Latest attempt is to send multiple INSERTs in one execution, e.g.:
INSERT INTO tablea (id,b,c) VALUES (tablea_seq.nextval,1,2);
INSERT INTO tablea (id,b,c) VALUES (tablea_seq.nextval,3,4);
INSERT INTO tablea (id,b,c) VALUES (tablea_seq.nextval,5,6);
I haven't found a way to persuade Oracle to accept that.
The Question(s)
Have I missed something obvious? (I'd be so pleased if that turned out to be the case!)
If I can't send multiple inserts, what else could I try?
Why Accept That One?
For whatever reason, I prefer to keep my code as free from platform-specific constructs as possible: one reason this problem arose is that I'm migrating from MySQL to Oracle; it's possible another move could occur one day for geographical reasons, and I can't be certain about the platform. So getting my database library to the point where it can use a text SQL command to achieve reasonable scaling was attractive, and the PL/SQL block accomplishes that. Now if another platform does appear, the change will be limited to changing the adapter in code: a one-liner, in all probability.
How about shipping the csv file to the oracle db server, use SQLLoader to load the csv file into a staging table and then running a stored procedure to transform and INSERT it in the final tables?
You could use:
insert into tablea (id,b,c)
( select tablea_seq.nextval,1,2 from dual union all
select tablea_seq.nextval,3,4 from dual union all
select tablea_seq.nextval,3,4 from dual union all
select tablea_seq.nextval,3,4 from dual union all
...
)
This works until about up to 1024 lines when I remember correctly.
You could also send it as a PL/SQL batch instruction:
BEGIN
INSERT INTO tablea (id,b,c) VALUES (tablea_seq.nextval,1,2);
INSERT INTO tablea (id,b,c) VALUES (tablea_seq.nextval,3,4);
INSERT INTO tablea (id,b,c) VALUES (tablea_seq.nextval,5,6);
...
COMMIT;
END
I would be loading the raw CSV file to a dedicated table in the database using SQL*Loader without normalising it, then running code against the data in the table to normalise it out to the various required tables. This would minimise the round trips, and is a pretty conventional approach in the Oracle community.
SQL*Loader can be a little challenging in terms of initial learning curve, but you can soon post again if you get stuck.
http://download.oracle.com/docs/cd/B19306_01/server.102/b14215/part_ldr.htm#i436326
I have a quick suggestion. I'm from the MySQL world but was trained on Oracle, I think this will work.
In MySQL you can insert multiple records with a single insert statement. It looks like this:
INSERT INTO table_name (column_one, column_two, column_three, column_four)
VALUES
('a', 'one', 'alpha', 'uno'), // Row 1
('b', 'two', 'beta', 'dos'), // Row 2
('c', 'three', 'gamma', 'tres'), // etc.
....
('z', 'twenty-six', 'omega', 'veintiséis');
Now obviously you can only insert into one table at once, and you wouldn't want to do 2 million records, but you could easily do 10 or 20 or 100 at a time (if you are allowed packets that big). You may have to generate this by hand, I don't know if they frameworks you are using (or any, for that matter) support making this kind of code for you.

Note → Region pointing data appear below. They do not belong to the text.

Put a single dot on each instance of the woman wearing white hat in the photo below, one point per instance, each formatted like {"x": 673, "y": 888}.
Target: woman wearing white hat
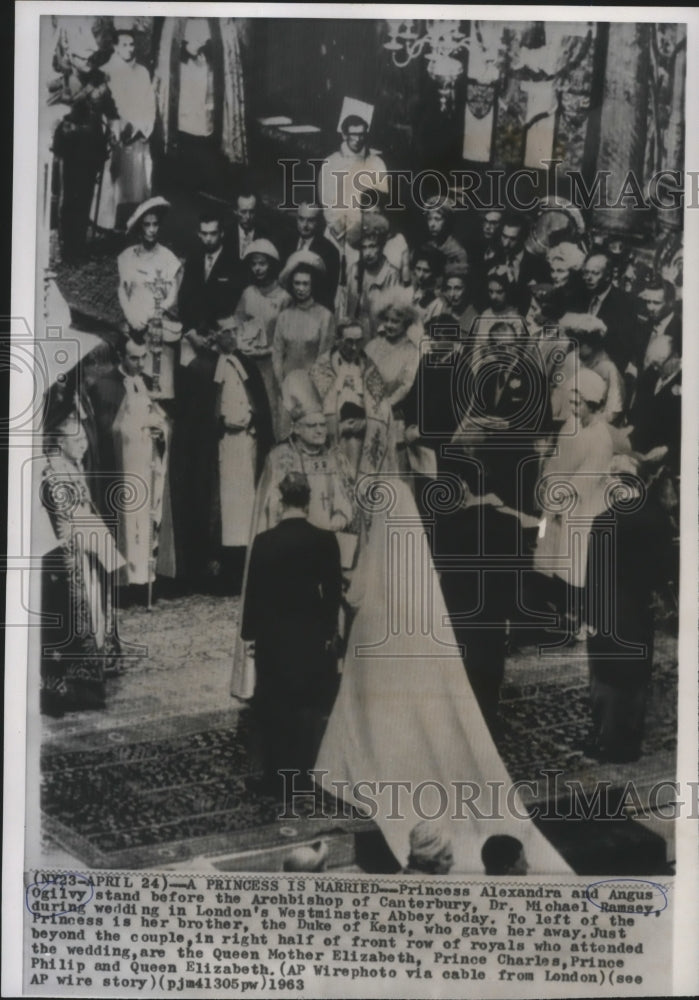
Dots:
{"x": 572, "y": 491}
{"x": 305, "y": 329}
{"x": 149, "y": 280}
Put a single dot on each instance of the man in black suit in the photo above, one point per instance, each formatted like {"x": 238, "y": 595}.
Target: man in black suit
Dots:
{"x": 614, "y": 307}
{"x": 248, "y": 226}
{"x": 210, "y": 289}
{"x": 290, "y": 617}
{"x": 309, "y": 219}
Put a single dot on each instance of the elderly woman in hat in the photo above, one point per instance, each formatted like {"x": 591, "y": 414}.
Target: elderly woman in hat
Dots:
{"x": 305, "y": 329}
{"x": 572, "y": 491}
{"x": 587, "y": 333}
{"x": 264, "y": 298}
{"x": 258, "y": 310}
{"x": 431, "y": 852}
{"x": 149, "y": 280}
{"x": 371, "y": 275}
{"x": 565, "y": 263}
{"x": 77, "y": 583}
{"x": 126, "y": 179}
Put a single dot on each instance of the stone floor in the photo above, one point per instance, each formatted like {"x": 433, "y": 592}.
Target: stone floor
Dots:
{"x": 179, "y": 676}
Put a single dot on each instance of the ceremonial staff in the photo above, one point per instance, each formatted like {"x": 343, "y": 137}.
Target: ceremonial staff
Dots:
{"x": 154, "y": 339}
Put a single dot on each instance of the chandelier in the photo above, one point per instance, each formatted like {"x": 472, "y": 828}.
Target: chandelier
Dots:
{"x": 439, "y": 42}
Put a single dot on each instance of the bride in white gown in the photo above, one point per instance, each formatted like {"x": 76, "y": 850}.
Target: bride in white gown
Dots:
{"x": 405, "y": 711}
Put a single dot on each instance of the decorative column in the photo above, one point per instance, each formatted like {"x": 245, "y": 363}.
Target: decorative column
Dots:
{"x": 624, "y": 122}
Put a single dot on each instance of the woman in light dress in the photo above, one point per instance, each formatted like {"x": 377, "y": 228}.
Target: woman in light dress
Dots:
{"x": 258, "y": 310}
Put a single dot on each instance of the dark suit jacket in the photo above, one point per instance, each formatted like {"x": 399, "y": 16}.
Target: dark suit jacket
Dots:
{"x": 201, "y": 302}
{"x": 656, "y": 417}
{"x": 619, "y": 316}
{"x": 327, "y": 285}
{"x": 292, "y": 600}
{"x": 106, "y": 396}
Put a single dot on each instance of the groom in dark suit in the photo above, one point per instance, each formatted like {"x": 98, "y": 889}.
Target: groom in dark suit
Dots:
{"x": 290, "y": 618}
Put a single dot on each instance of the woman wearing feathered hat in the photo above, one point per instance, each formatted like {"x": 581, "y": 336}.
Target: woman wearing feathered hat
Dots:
{"x": 149, "y": 280}
{"x": 305, "y": 329}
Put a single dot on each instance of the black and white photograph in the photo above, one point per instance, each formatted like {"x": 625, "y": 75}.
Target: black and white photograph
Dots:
{"x": 356, "y": 450}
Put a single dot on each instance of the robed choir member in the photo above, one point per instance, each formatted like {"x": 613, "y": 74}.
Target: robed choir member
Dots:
{"x": 126, "y": 177}
{"x": 290, "y": 615}
{"x": 149, "y": 280}
{"x": 208, "y": 293}
{"x": 133, "y": 442}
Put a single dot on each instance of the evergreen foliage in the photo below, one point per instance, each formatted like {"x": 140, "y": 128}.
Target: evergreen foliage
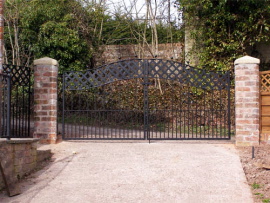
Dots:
{"x": 226, "y": 29}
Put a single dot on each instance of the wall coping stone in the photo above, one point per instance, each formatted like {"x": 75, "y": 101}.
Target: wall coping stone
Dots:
{"x": 19, "y": 140}
{"x": 247, "y": 60}
{"x": 46, "y": 61}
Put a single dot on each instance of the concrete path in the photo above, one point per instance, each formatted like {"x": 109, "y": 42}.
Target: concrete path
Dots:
{"x": 137, "y": 172}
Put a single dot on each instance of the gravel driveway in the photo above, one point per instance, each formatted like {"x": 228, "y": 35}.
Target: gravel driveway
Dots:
{"x": 137, "y": 172}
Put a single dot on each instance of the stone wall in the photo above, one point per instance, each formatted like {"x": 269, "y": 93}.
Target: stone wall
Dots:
{"x": 112, "y": 53}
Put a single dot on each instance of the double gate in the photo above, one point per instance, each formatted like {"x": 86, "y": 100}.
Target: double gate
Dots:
{"x": 150, "y": 99}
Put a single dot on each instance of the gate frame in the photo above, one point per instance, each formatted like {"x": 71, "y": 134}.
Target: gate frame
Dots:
{"x": 77, "y": 83}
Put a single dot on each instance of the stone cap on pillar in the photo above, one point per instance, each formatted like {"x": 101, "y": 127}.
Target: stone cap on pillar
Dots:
{"x": 46, "y": 61}
{"x": 247, "y": 60}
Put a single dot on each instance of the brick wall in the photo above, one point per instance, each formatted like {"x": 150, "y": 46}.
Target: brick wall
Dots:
{"x": 112, "y": 53}
{"x": 45, "y": 90}
{"x": 247, "y": 108}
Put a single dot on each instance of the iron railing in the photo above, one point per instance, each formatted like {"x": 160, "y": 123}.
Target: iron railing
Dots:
{"x": 146, "y": 99}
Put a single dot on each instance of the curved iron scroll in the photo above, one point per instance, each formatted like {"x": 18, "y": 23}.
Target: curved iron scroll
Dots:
{"x": 20, "y": 75}
{"x": 141, "y": 68}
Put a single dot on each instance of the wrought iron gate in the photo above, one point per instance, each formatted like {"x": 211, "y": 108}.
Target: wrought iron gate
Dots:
{"x": 146, "y": 99}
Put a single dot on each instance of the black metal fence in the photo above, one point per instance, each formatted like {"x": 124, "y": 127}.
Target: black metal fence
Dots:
{"x": 17, "y": 102}
{"x": 146, "y": 99}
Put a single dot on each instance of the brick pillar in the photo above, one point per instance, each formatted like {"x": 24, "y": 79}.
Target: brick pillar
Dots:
{"x": 45, "y": 93}
{"x": 247, "y": 104}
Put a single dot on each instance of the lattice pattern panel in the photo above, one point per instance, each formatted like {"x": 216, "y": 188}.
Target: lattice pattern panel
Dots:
{"x": 151, "y": 68}
{"x": 20, "y": 75}
{"x": 265, "y": 81}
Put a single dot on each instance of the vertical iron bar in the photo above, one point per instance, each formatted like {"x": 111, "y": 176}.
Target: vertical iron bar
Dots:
{"x": 63, "y": 106}
{"x": 8, "y": 105}
{"x": 145, "y": 98}
{"x": 229, "y": 104}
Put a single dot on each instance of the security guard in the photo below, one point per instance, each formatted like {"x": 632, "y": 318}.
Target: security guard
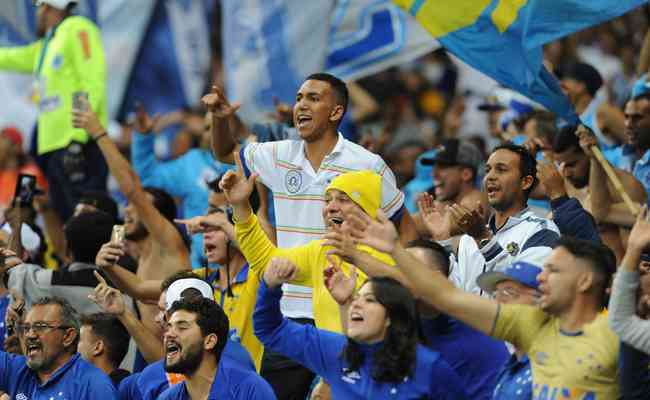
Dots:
{"x": 68, "y": 65}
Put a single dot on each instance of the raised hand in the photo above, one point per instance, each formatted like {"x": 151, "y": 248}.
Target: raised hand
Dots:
{"x": 438, "y": 222}
{"x": 143, "y": 122}
{"x": 379, "y": 234}
{"x": 218, "y": 104}
{"x": 235, "y": 186}
{"x": 337, "y": 283}
{"x": 587, "y": 139}
{"x": 551, "y": 180}
{"x": 109, "y": 299}
{"x": 639, "y": 239}
{"x": 87, "y": 120}
{"x": 109, "y": 254}
{"x": 279, "y": 271}
{"x": 471, "y": 222}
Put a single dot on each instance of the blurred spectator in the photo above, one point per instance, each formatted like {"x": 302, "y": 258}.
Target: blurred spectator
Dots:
{"x": 14, "y": 162}
{"x": 68, "y": 65}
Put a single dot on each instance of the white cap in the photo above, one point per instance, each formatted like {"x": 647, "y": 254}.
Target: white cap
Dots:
{"x": 29, "y": 239}
{"x": 178, "y": 287}
{"x": 60, "y": 4}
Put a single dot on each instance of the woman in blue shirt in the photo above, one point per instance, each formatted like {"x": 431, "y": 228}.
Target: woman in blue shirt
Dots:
{"x": 379, "y": 358}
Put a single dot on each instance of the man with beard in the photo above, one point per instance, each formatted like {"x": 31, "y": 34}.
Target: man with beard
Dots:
{"x": 148, "y": 221}
{"x": 196, "y": 335}
{"x": 67, "y": 63}
{"x": 51, "y": 367}
{"x": 514, "y": 232}
{"x": 585, "y": 180}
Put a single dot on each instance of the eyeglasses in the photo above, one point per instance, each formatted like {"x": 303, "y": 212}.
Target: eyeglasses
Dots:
{"x": 38, "y": 328}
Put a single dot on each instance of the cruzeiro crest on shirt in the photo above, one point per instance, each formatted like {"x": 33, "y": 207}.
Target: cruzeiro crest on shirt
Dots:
{"x": 293, "y": 181}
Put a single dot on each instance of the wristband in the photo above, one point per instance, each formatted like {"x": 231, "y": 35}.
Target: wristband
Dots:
{"x": 101, "y": 135}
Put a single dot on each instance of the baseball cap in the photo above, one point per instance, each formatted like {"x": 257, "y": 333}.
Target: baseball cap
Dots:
{"x": 456, "y": 152}
{"x": 521, "y": 271}
{"x": 60, "y": 4}
{"x": 176, "y": 289}
{"x": 363, "y": 187}
{"x": 12, "y": 134}
{"x": 584, "y": 73}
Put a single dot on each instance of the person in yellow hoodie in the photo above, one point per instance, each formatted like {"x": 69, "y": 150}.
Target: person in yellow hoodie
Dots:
{"x": 68, "y": 64}
{"x": 348, "y": 193}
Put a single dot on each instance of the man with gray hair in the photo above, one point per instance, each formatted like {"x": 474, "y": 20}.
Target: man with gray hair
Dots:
{"x": 51, "y": 367}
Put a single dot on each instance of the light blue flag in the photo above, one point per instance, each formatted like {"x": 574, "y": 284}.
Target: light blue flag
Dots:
{"x": 504, "y": 38}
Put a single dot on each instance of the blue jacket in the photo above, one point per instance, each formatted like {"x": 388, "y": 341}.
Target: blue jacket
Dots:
{"x": 320, "y": 351}
{"x": 153, "y": 380}
{"x": 475, "y": 357}
{"x": 572, "y": 220}
{"x": 75, "y": 380}
{"x": 231, "y": 382}
{"x": 184, "y": 177}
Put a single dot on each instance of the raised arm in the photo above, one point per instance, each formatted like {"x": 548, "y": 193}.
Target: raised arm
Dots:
{"x": 163, "y": 231}
{"x": 622, "y": 305}
{"x": 430, "y": 286}
{"x": 125, "y": 280}
{"x": 227, "y": 128}
{"x": 110, "y": 300}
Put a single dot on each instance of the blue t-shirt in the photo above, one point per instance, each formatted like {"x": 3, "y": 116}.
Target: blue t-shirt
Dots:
{"x": 154, "y": 380}
{"x": 476, "y": 358}
{"x": 515, "y": 380}
{"x": 75, "y": 380}
{"x": 231, "y": 382}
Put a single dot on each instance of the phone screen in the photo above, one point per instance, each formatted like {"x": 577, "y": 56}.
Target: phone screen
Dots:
{"x": 25, "y": 189}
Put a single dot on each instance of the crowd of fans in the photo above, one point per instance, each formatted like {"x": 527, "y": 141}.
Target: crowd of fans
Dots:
{"x": 444, "y": 242}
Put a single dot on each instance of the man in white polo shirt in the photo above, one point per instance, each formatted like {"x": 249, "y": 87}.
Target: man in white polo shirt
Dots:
{"x": 298, "y": 171}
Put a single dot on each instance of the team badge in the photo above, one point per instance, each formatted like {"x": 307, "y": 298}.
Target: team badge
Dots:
{"x": 293, "y": 181}
{"x": 512, "y": 248}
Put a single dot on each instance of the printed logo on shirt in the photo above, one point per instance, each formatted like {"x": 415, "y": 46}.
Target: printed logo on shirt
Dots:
{"x": 57, "y": 62}
{"x": 350, "y": 376}
{"x": 293, "y": 181}
{"x": 512, "y": 248}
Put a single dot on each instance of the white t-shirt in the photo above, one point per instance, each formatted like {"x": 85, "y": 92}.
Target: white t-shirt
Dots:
{"x": 299, "y": 195}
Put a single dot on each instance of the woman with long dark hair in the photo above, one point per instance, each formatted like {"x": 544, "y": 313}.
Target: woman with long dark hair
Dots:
{"x": 379, "y": 357}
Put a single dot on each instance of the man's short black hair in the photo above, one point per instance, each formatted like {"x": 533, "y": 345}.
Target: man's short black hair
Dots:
{"x": 113, "y": 334}
{"x": 86, "y": 233}
{"x": 600, "y": 257}
{"x": 527, "y": 163}
{"x": 339, "y": 87}
{"x": 209, "y": 317}
{"x": 566, "y": 139}
{"x": 439, "y": 252}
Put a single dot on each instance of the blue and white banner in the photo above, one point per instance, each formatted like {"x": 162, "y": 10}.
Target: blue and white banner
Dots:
{"x": 270, "y": 46}
{"x": 373, "y": 35}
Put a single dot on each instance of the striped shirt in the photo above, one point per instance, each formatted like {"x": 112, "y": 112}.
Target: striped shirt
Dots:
{"x": 299, "y": 195}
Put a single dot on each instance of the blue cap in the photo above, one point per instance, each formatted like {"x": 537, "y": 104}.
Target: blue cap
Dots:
{"x": 522, "y": 272}
{"x": 641, "y": 86}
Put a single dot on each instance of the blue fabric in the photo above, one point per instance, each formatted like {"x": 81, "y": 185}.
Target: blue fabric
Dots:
{"x": 184, "y": 178}
{"x": 76, "y": 379}
{"x": 573, "y": 220}
{"x": 320, "y": 351}
{"x": 152, "y": 381}
{"x": 641, "y": 171}
{"x": 475, "y": 357}
{"x": 231, "y": 382}
{"x": 506, "y": 40}
{"x": 515, "y": 381}
{"x": 634, "y": 377}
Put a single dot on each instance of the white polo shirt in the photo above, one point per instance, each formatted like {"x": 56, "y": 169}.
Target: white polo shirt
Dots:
{"x": 299, "y": 195}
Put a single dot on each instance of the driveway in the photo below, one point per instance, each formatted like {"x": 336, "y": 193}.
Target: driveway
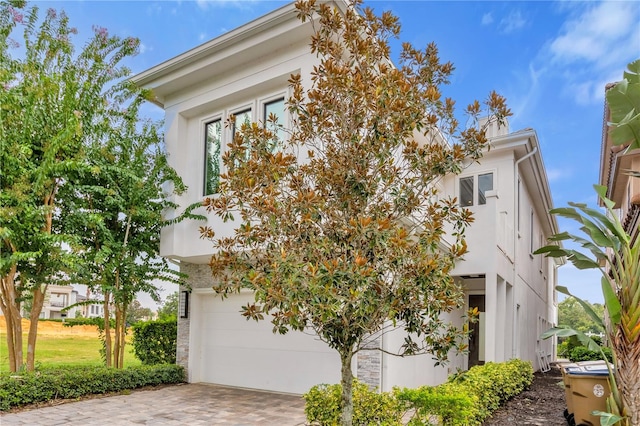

In the MySQL world this DRAMATICALLY speeds up inserts. I assume it does all the index updates and such at the same time, but it also prevents it from having to re-parse the SQL on each insert.
If you combine this with prepared statements (so the SQL is cached and it doesn't have to be parsed out each time) and transactions (to make sure things are always in a sane state when you have to do inserts across multiple tables... I think you will be doing pretty good.
NunoG is right that you can load the CSVs directly into Oracle. You may be best off reading in the input file, generating a normalized set of CSV files (one for each table), and then loading in each of those one at a time.
Instead of executing the SQL over the network you could write the Inserts to a text file, move it over the network and run it locally there.
SQL*Loader is an Oracle-supplied utility that allows you to load data from a flat file into one or more database tables. This will be 10-100 times faster than inserts using queries.
http://www.orafaq.com/wiki/SQL*Loader_FAQ
If SQL*Loader doesn't cut it, try a small preprocessor program that formats the file in SQL*Loader readable format.